These days, there’s a lot of talk about saving businesses that are “too big to fail.”

But at City Hall, we think that our small businesses, which employ half of all New Yorkers who work in the private sector, are too important to be allowed to fail.  We can’t end the current recession on our own.  But there’s plenty we’re doing to help small businesses and their employees weather the current economic storms.

Case in point:  Workforce training.  My own experience as a business owner taught me that workers who have the skills a changing economy demands give their employers a big competitive edge – and they also put themselves in the position to command higher wages.  It’s a win-win combination that we’re now helping bring to small businesses in all five boroughs with our NYC Business Solutions Training grants.  The funds go straight to the employers, who also put up money of their own.  That way, the on-the-job training focuses on the skills that businesses really need.
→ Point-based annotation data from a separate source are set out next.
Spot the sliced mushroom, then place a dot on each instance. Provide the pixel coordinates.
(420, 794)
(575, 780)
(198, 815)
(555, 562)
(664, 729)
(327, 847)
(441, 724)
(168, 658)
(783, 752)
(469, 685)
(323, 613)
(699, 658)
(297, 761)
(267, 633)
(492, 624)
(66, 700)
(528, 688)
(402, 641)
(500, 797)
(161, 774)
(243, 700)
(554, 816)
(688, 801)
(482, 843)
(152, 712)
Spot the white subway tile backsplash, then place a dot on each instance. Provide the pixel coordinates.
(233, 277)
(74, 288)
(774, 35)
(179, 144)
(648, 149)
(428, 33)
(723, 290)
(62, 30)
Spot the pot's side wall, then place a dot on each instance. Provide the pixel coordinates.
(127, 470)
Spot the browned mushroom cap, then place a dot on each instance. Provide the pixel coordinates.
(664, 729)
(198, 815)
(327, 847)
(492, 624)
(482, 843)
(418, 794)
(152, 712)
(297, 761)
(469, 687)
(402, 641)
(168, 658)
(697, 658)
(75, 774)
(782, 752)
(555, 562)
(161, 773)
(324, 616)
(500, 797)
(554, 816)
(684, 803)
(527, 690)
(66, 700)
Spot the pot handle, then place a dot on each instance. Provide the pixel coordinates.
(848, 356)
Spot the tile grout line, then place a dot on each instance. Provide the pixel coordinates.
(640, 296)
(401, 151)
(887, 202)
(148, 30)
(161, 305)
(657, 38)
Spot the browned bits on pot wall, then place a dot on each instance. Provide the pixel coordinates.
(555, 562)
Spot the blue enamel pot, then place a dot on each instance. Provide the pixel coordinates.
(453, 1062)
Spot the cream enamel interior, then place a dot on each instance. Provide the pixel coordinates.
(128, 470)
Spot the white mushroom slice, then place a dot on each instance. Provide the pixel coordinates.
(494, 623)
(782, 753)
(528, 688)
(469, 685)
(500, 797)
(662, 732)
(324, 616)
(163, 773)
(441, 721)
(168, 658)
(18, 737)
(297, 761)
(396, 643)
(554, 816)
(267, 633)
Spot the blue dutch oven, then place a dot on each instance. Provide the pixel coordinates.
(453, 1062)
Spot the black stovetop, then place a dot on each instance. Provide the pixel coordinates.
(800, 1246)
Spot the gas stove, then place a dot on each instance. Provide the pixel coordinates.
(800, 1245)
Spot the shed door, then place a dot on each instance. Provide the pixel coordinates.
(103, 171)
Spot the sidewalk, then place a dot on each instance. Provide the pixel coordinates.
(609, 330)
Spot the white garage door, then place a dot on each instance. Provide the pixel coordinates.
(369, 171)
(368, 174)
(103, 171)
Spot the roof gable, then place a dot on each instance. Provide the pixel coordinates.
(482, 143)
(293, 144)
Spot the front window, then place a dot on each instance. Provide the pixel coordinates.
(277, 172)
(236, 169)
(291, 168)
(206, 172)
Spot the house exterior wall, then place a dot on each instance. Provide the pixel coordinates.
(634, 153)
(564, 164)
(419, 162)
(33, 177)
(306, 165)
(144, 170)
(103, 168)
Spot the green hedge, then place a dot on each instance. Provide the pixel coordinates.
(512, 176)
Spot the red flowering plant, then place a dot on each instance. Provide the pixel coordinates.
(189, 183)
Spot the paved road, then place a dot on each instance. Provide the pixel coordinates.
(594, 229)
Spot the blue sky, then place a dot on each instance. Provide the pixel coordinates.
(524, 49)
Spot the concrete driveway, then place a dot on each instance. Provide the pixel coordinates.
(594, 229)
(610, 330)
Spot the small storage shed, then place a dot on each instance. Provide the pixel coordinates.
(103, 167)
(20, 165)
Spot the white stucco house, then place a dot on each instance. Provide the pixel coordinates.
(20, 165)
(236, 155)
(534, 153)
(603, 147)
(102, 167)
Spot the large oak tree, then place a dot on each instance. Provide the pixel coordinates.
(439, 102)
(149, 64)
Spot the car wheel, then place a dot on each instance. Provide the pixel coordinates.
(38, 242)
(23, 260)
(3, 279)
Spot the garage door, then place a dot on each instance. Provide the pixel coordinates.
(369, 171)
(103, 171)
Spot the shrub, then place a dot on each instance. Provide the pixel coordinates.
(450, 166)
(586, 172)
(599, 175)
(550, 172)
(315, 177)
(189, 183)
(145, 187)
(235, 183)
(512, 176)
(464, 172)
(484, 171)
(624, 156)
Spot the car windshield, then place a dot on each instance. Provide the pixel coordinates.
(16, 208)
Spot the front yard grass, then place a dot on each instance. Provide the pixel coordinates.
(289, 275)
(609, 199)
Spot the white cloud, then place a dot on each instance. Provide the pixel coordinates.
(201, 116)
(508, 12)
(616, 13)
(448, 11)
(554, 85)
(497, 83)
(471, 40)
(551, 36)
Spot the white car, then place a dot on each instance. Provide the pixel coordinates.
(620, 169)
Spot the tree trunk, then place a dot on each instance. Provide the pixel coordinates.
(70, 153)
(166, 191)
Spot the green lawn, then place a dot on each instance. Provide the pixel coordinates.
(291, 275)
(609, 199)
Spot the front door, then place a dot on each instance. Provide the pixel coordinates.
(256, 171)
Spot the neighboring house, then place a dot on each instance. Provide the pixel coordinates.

A few days ago, for example, I visited Rucci Oil, a family-owned company that’s been providing heating fuel and equipment for many years to homes and businesses on Staten Island.  These days, they’re also seeing a growing demand for supplying and servicing air conditioning and – because of the rollercoaster price of heating oil – natural gas heating equipment.  So now, using a training grant, ten of its employees, who might otherwise have been laid off or employed only seasonally, are learning how to do that kind of work, too.  The total cost of the training will come to less than $35,000 – an investment that will pay big returns, in more business and wages that are expected to climb by 20 percent for the workers involved.

The Department of Small Business Services, working with our Center for Economic Opportunity, has stepped up this training initiative as the economic slump has worsened.  During the past 12 months alone, we’ve distributed some $3 million in grants, coupled with funds from more than 30 employers, for training nearly 2,000 workers.

And using half a million additional emergency dollars from the State, we’ll be able to expand these efforts even further in the coming months.   It’s just one of many strong steps we’re taking to support small businesses and quicken our economic recovery.  If you’re a small business owner who wants to find out more about this initiative, visit the City’s web site at nyc.gov or call 311 and ask about Training Funds.

I also want to highlight some good news about the young people who’ll join our workforce over the next few years.  Today, record numbers of public school graduates are entering the City University system’s four-year colleges, even as admission qualifications have gotten tougher.  Because we’ve also raised standards, and worked to close the racial achievement gap in City primary and secondary schools, more and more high school graduates – led by increasing numbers of Hispanic students – are now college-ready.

And our investments in education, like our job retraining efforts, will pay off big-time for everyone.